As fellow Tasmanian Bailey looked on, Paine took six catches and moved well behind the stumps.
Bailey, however, said he would recuse himself from a vote on picking Paine, a friend and business partner, if there was no consensus on the selectors' panel.
"If the panel was not in agreeance on Tim's position going forward, and it was going to come down to a vote, then I would step aside and leave that to Tony (Dodemaide) and Justin (Langer) to work through," Bailey told the Cricket Etc podcast.
"They're both aware of that."
The panel will be expected to consider Paine's match fitness along with his glovework and batting when weighing candidates.
Paine was dismissed lbw for one batting for Tasmania's second XI on Tuesday in a minor setback.
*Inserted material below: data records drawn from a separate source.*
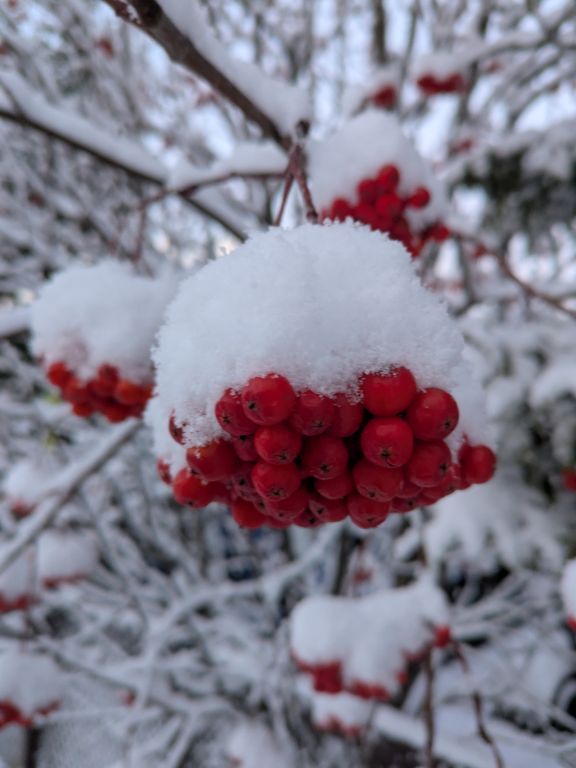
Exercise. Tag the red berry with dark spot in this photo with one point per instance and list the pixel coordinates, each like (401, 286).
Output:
(433, 414)
(377, 483)
(274, 482)
(312, 413)
(324, 457)
(429, 463)
(268, 399)
(387, 442)
(387, 394)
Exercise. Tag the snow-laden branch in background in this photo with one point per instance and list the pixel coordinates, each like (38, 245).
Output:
(63, 487)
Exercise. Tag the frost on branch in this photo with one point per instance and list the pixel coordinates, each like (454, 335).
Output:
(271, 356)
(363, 645)
(93, 328)
(381, 181)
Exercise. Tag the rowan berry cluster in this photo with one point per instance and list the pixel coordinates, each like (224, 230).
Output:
(383, 208)
(107, 392)
(307, 459)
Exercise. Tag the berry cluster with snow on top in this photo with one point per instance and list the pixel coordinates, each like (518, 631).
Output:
(399, 626)
(30, 687)
(340, 404)
(382, 181)
(93, 328)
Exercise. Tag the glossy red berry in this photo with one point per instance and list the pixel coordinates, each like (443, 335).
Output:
(324, 457)
(215, 461)
(433, 414)
(312, 413)
(377, 483)
(429, 463)
(387, 442)
(230, 415)
(387, 394)
(268, 399)
(274, 482)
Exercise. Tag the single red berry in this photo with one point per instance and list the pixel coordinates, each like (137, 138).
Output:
(230, 415)
(346, 418)
(246, 514)
(324, 457)
(387, 394)
(433, 414)
(278, 444)
(387, 442)
(191, 491)
(336, 488)
(429, 464)
(478, 463)
(214, 461)
(377, 483)
(312, 413)
(268, 399)
(275, 482)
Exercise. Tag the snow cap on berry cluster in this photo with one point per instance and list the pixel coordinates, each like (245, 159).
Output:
(320, 305)
(358, 150)
(90, 315)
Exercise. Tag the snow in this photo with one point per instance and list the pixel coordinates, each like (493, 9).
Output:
(30, 682)
(65, 556)
(248, 159)
(370, 636)
(284, 104)
(90, 315)
(361, 147)
(304, 303)
(253, 745)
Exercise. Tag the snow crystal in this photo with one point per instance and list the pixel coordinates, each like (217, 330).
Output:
(358, 150)
(318, 304)
(29, 682)
(90, 315)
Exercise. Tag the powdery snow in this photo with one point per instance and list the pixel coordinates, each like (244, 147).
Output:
(90, 315)
(358, 150)
(318, 304)
(285, 104)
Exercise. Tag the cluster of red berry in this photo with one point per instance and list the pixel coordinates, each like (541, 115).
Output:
(381, 206)
(432, 85)
(106, 393)
(308, 459)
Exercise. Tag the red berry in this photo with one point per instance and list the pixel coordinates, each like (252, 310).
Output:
(429, 464)
(268, 399)
(230, 415)
(275, 482)
(387, 394)
(346, 417)
(377, 483)
(387, 442)
(215, 461)
(190, 490)
(324, 457)
(336, 488)
(366, 513)
(312, 413)
(246, 514)
(278, 444)
(478, 463)
(433, 414)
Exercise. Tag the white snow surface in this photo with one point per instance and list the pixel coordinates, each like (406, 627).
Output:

He is regarded one of the country's top keepers, though his glovework came under heavy scrutiny during the India series early this year when he dropped three catches on day five of the drawn third Test in Sydney, helping the tourists avert a potentially decisive defeat.
While lacking a Test century, Paine has a solid batting average of 32.63 from his 35 tests, which compares favourably with past Australia wicketkeepers Brad Haddin (32.98 from 66 tests) and Ian Healy (27.39 from 119 Tests).
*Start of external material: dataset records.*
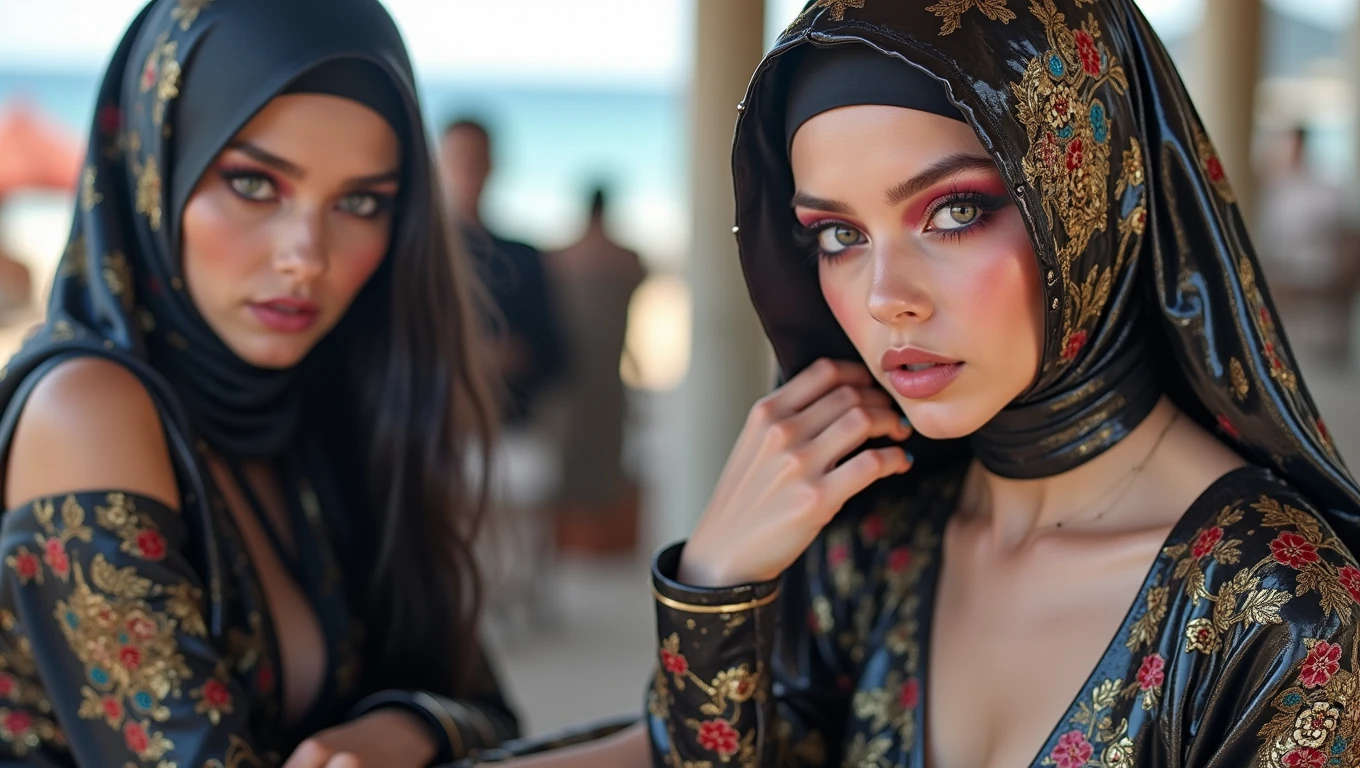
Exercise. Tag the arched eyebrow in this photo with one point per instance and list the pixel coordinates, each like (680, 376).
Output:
(939, 171)
(295, 171)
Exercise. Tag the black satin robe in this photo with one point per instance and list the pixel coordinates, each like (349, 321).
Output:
(1241, 649)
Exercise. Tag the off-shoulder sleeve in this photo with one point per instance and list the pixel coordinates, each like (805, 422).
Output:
(105, 650)
(1277, 681)
(763, 674)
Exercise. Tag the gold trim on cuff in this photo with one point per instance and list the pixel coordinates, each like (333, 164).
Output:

His main rivals include Alex Carey, who Paine beat out for the position when recalled for the 2017/18 Ashes, and another uncapped player in Western Australian Josh Inglis.
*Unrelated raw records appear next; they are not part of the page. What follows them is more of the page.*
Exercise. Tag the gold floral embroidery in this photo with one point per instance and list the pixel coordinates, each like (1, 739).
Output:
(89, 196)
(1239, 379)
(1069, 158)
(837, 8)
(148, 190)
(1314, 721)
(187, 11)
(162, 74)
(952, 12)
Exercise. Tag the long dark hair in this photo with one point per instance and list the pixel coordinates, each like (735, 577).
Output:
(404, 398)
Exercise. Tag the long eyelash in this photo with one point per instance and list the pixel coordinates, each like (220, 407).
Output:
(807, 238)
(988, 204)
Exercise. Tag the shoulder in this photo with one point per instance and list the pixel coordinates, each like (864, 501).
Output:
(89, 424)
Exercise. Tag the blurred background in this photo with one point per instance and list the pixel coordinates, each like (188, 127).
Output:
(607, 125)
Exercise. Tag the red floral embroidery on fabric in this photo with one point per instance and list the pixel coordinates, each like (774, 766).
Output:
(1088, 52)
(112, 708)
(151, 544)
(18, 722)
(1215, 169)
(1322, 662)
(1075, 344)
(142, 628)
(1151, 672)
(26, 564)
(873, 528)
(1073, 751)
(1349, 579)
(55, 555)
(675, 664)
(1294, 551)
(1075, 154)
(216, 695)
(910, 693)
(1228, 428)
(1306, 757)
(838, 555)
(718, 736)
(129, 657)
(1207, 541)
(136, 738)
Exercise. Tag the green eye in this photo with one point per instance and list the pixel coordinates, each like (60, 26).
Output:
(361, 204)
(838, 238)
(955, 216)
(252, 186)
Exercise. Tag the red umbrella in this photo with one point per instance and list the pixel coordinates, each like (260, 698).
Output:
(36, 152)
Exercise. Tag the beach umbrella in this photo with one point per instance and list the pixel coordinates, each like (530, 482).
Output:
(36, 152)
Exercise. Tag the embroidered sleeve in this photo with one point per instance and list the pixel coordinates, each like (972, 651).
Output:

White ball specialist Carey boasts a marginally better first class batting average of 35.66 versus Paine's 30.16.
Inglis, named in the Australia 'A' squad with Carey, is also seen as a potential Test prospect after racking up 585 runs, including three centuries, in the last Sheffield Shield season.
Neither Carey nor Inglis have scored many runs in recent domestic matches, so the door may be ajar for a dark horse like Queensland wicketkeeper Jimmy Peirson.
Peirson's glovework is rated exemplary and he is averaging 53 in the Shield season to date, though his omission from the Australia 'A' squad may hurt his chances.
While form is important, Paine's hopes of retaining his spot may ultimately rest on whether selectors feel he might be a major distraction amid the pressures of an Ashes series.
The sexting scandal will not be forgotten by Brisbane, and Paine would be an easy target on and off the field.
Former wicketkeeper Healy supported Paine's retention but said he would need to be ready for the heat coming his way.
"He’s going to be a distraction if he plays, if he doesn’t want that distraction he shouldn’t be playing either," Healy told radio station SEN.
Cricket Tasmania has slammed Cricket Australia for the treatment meted out to Paine.
"At its meeting on 22 November, 2021, the Cricket Tasmania Board unanimously expressed its continuing support of Tim Paine and condemnation of his treatment by Cricket Australia," it said.
Paine had taken over the captaincy from Steve Smith following the infamous ball-tampering episode in Cape Town in 2018.
Cricket Tasmania chairman Andrew Gaggin backed Paine.
"In conversations I have had in recent days it is clear that the anger amongst the Tasmanian cricket community and general public is palpable," he said.
"Tim Paine has been a beacon for Australian cricket over the past four years and instrumental in salvaging the reputation of the national team after the calamity of Cape Town.
"Yet, at a time when CA should have supported Tim, he was evidently regarded as dispensable. The treatment afforded to the Australian Test captain by Cricket Australia has been appalling, and the worst since Bill Lawry over 50 years ago."
Lawry, who captained Australia in 25 Tests, was unceremoniously dumped as skipper and player midway through the 1970-71 Ashes. He came to know about the decision only after it was broadcasted on radio.
"The Cricket Tasmania Board reaffirmed its view that Paine should not have been put in a position where he felt the need to resign over an incident that was determined by an independent inquiry at the time to not be a breach of the Code of Conduct and was a consensual and private exchange that occurred between two mature adults and was not repeated," Gaggin said.
"Cricket Tasmania will continue to support Tim on and off the field, and is very pleased to see his impressive return in the Second XI game Tasmania is currently playing against South Australia."